Jika semua bahan sudah tercampur, adonan sirup jagung diberi tambahan enzim gamma-amilase yang berasal dari jamur Aspergillus. Setelah itu, sirup jagung berubah menjadi pemanis multifungsi. Pemanis sirup jagung ini memiliki karakteristik berwarna putih bening agak kekuningan.
Advertisement
Sirup Fruktosa
Berbeda dengan jagung yang memiliki rantai sakarida kompleks, buah-buahan seperti mangga, apel, dan kelengkekng memiliki struktur kimia yang sederhana, yaitu satu rantai sakarida (monosakarida). Buah-buahan ini mengandung gula dalam bentuk fruktosa dan termasuk gula alami.
Walaupun termasuk gula alami, fruktosa yang terdapat dalam makanan kemasan hanya bisa dipecah dan dicerna oleh organ hati. Hasil akhir dari proses pencernaan tersebut adalah trigliserida (lemak darah), asam urat, dan radikal bebas.
Tidak semua orang mampu menyerap semua fruktosa yang dikonsumsi. Kondisi ini dikenal sebagai malabsorpsi fruktosa. Penderitanya akan mengalami gejala berupa gas berlebih (kembung) pada perut, sehingga menyebabkan gangguan pencernaan.
Sirup Glukosa
Sirup glukosa dapat berasal dari berbagai macam buah-buahan dan sayuran, misalnya dari makanan tinggi glukosa seperti anggur, aprikot, cranberry, nangka, atau pisang raja. Sirup glukosa bisa diproduksi dari jenis makanan ini.

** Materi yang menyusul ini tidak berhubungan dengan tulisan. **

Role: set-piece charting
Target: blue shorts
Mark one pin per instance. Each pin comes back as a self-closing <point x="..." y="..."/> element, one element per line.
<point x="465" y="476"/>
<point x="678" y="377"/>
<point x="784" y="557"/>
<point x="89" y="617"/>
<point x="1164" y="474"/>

Namun, rata-rata sirup glukosa yang banyak ditemukan di pasaran terbuat dari jagung atau gandum. Sirup glukosa banyak digunakan untuk berbagai produk seperti kue, permen, selai, dan es krim. Bahkan jenis sirup ini juga dipakai untuk produk farmasi seperti obat batuk cair.
Pemanis ini juga memiliki manfaat lain seperti mampu meningkatkan tekstur dan volume pada makanan. Sirup glukosa juga dapat menambah kilau misalnya pada macaroon atau icing kue.
Walaupun demikian, situp glukosa kurang begitu manis, sehingga penggunaannya masih tetap didampingi dengan gula.
Advertisement
Pemanis Tambahan Mana yang Lebih Sehat?
Sirup jagung, sirup fruktosa, maupun sirup glukosa sebenarnya tidak berbahaya dan aman dikonsumsi. Terlebih jika kamu tidak memiliki masalah kesehatan yang berhubungan dengan gula darah seperti diabetes.
Ketika jenis sirup ini merupakan pemanis tambahan. Untuk itu, ada anjuran khusus penggunaan ketiga gula ini menurut Badan Kesehatan Dunia (WHO) dan Kesehatan Republik Indonesia (Kemenkes RI) adalah sebanyak 25 gram per hari, baik untuk perempuan dan laki-laki.
American Heart Association juga memiliki spesifik penggunaan ketiga jenis pemanis sirup ini, yaitu 38 gram atau sekitar 9 sendok teh untuk laki-laki. Sekitar 25 gram atau 6 sendok teh untuk perempuan, serta tidak lebih dari 25 gram atau 6 sendok teh pada anak-anak usia 2-18 tahun.
Dampak penggunaan pemanis apapun terhadap kesehatan bergantung pada jumlah konsumsinya. Perlu diketahui bahwa mengonsumsi pemanis atau gula berlebihan sangat tidak dianjurkan karena akan berdampak buruk untuk tubuh.
Bagi penderita diabetes perlu sangat ketat untuk memerhatikan asupan pemanis atau gula dalam kesehariannya. Perlu membatasi konsumsi gula sesuai yang dianjurkan oleh dokter yang menangani kamu.